A month ago we launched Project Vampire, urging investors to vote against the general issue mandate which allows directors to dilute shareholders' interests without a rights issue. We promised a fanfare for the first HK company to comply with our recommendations on restricting the mandate to international standards. And the prize goes to: Arts Optical. We hope that others will follow their example.

Arts Optical adopts Vampire
22 April 2003

One of the many ways in which management of listed companies can damage shareholder interests is to dilute them through non-pre-emptive share issues, meaning shares which are not offered to existing shareholders first. This can be particularly damaging when the shares are issued at a substantial discount to market, and the ability of management to choose shareowners in this way subverts the governance mechanism. Shareholders should govern management, not the other way around.

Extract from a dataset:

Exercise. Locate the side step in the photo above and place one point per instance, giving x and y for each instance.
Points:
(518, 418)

In Project Vampire, launched on 16-Mar-03, we urged all minority shareholders to vote against the general issue mandate proposed at all Annual General Meetings, unless the proposed mandate meets the following requirements:

  1. The mandate to issue shares for cash, other than by a rights issue, shall be in respect of not more than 5% of the issued shares a the time of the mandate
  2. The discount for shares issued other than by a rights issue shall not exceed 5%.
  3. The mandate to issue shares for other purposes, including acquisitions, shall be for not more than 20% of the issued shares

We promised a fanfare for the first company to comply with this proposal, which reflects the international best practice seen in the UK, where issuers and institutional investors agreed similar standards in 1987.

We didn't have to wait too long to find a winner. On 9-Apr-03, Arts Optical International Holdings Ltd (Arts Optical, 1120) announced its 2002 annual results, including its notice of Annual General Meeting. Resolution 7 is the general issue mandate, and it complies with the above requirements and provides an example that other companies would do well to adopt. Project Vampire has scored its first conversion, so give the boys in spectacles a round of applause for their far-sightedness.

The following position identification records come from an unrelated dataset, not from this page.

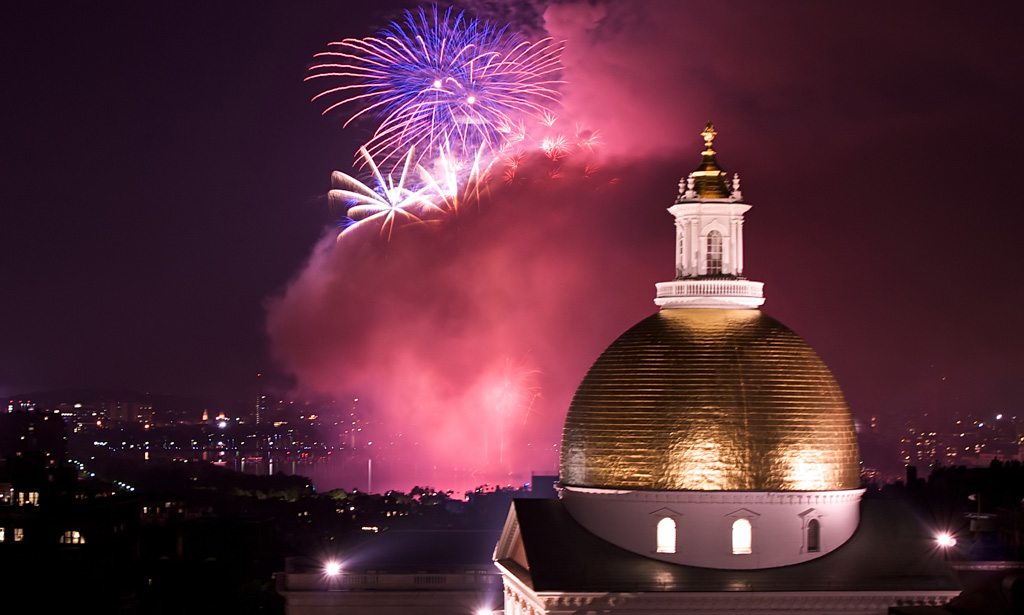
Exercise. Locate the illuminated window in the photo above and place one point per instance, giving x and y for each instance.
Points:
(714, 253)
(667, 535)
(740, 537)
(813, 536)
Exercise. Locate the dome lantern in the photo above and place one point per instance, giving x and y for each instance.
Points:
(710, 240)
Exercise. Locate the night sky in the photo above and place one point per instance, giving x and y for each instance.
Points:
(165, 177)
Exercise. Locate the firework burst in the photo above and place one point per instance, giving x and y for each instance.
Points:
(440, 84)
(391, 203)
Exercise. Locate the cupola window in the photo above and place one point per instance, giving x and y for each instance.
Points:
(667, 535)
(714, 259)
(72, 537)
(813, 536)
(741, 538)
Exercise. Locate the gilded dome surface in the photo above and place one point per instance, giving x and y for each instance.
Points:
(710, 399)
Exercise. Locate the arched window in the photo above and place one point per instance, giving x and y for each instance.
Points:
(714, 259)
(667, 535)
(813, 536)
(740, 537)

Based on public disclosures, the company is held as to about 40.55% by Chairman Michael Ng Hoi Ying,  9.80% by his wife, 4.98% by his brother, 7.67% by Templeton Asset Management Ltd and 5.25% by Webb-site.com editor David Webb.

This is also the stock which we made our 2002 Christmas Pick, and so far (although it is still early in the year) they haven't let us down. The results came in with basic EPS of $0.284 ($0.279 fully diluted), beating our expectation of $0.26 per share. We tipped the stock at $1.87 and today it closed at $2.00, up 7.0%. In the same time, the Hang Seng Index has fallen 16.2% from 10,227 to 8,572 (excluding dividends).

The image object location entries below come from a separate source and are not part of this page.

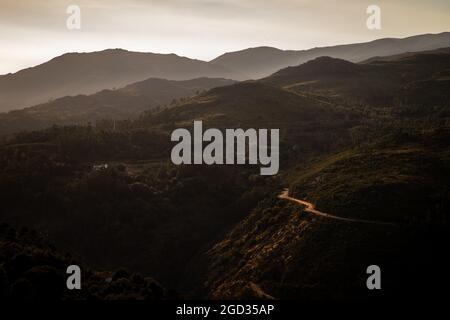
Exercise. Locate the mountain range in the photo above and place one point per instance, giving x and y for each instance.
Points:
(88, 73)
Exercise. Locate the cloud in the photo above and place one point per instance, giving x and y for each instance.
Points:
(202, 28)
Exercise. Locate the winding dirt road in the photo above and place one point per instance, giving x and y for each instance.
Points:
(311, 208)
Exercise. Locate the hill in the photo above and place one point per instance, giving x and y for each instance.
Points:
(124, 103)
(87, 73)
(262, 61)
(392, 80)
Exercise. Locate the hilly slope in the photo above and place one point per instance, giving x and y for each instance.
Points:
(123, 103)
(262, 61)
(393, 80)
(87, 73)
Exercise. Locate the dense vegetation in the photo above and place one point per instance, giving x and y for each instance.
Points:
(112, 197)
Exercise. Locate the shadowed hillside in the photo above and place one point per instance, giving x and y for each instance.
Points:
(87, 73)
(262, 61)
(124, 103)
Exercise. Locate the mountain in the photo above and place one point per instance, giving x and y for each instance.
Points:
(87, 73)
(124, 103)
(420, 78)
(262, 61)
(222, 231)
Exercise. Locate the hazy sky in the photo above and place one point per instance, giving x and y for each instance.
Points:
(32, 32)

It is worth noting that Arts Optical's EPS would have been even higher if it had not used part of an earlier year's general mandate to issue new shares to Templeton for cash in Jan-02, enlarging the share capital by 5.23%. Arts Optical appears to have learnt from that lesson by limiting this year's mandate, and you can't blame Templeton for taking candy when it was offered to them.

However, the subscription inflated the cash pile by $31.2m, and at 31-Dec-02, the company was sitting on net cash of $214.1m or about $0.57 per share, or about 2 years' profits. The board proposes a final dividend of $0.08 per share, making a total of $0.16 for the year, or a yield of 8%.

We have  urged the board to consider a special dividend in the next results, to allow each shareholder to invest the surplus money as they choose. When a listed company retains excessive amounts of cash, there is always the risk of bad investments being made.

The company has also recently set up a remuneration committee for the board comprising the two independent non-executive directors, and Finance Director Desmond Lee Wai-chung tells Webb-site.com that all the annual meeting votes will be conducted on a poll, 1-share-1-vote, in compliance with best practice and in line with Project Poll.

Obviously we benefit if Arts Optical continues to perform well, but so do all shareholders, and the same thing works in reverse. With a substantial investment in a listed company, we will take all necessary steps to encourage good governance, and failing that, to hold management to account.

Listing Rules

OK, so one company has met the recommended best practice for the general mandate, and we hope others will follow. Does that mean that the Listing Rules can remain relaxed in this respect? Certainly not. Any company that rises above the low standards set by the Listing Rules can still fall back in future, and minority shareholders are powerless to stop it.  So we still need tighter Listing Rules, and will keep pressing for that by encouraging shareholders to vote against the general mandate unless it meets our recommended best practice.